Planned learning activities and teaching methods

Integrated Course

Assessment methods and criteria
  • Assessment of exercises in small groups and individual tasks
  • Final examination



Recommended or required reading
  • Boyd, Stephen; Vandenberghe, Lieven (2018): Introduction to Applied Linear Algebra: Vectors, Matrices, and Least Squares. 1. Aufl. Cambridge, UK ; New York, NY: Cambridge University Press.
  • Sioshansi, Ramteen; Conejo, Antonio J. (2017): Optimization in Engineering: Models and Algorithms. 1st ed. 2017. New York, NY: Springer.
  • Holland, Heinrich; Holland, Doris (2016): Mathematik im Betrieb: Praxisbezogene Einführung mit Beispielen. 12., wesentl. überarb.

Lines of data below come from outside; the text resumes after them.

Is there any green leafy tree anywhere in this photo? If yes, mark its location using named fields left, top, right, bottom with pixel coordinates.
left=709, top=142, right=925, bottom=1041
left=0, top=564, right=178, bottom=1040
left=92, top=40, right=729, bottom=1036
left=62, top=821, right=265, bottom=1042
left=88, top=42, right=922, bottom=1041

Aufl. 2016. Wiesbaden: Gabler Verlag.
  • Sierksma, Gerard; Zwols, Yori (2015): Linear and Integer Optimization: Theory and Practice, Third Edition. CRC Press.
  • Bronson, Richard; Naadimuthu, Govindasami (1997): Schaum’s Outline of Operations Research. 2 ed. New York: McGraw-Hill Education - Europe.
  • Williams, H. Paul (2013): Model Building in Mathematical Programming 5e. 5. Hoboken, N.J: Wiley.

Mode of delivery (face-to-face, distance learning)

Presence course. Students will be informed of the lecturer's attendance requirements before the start of the course.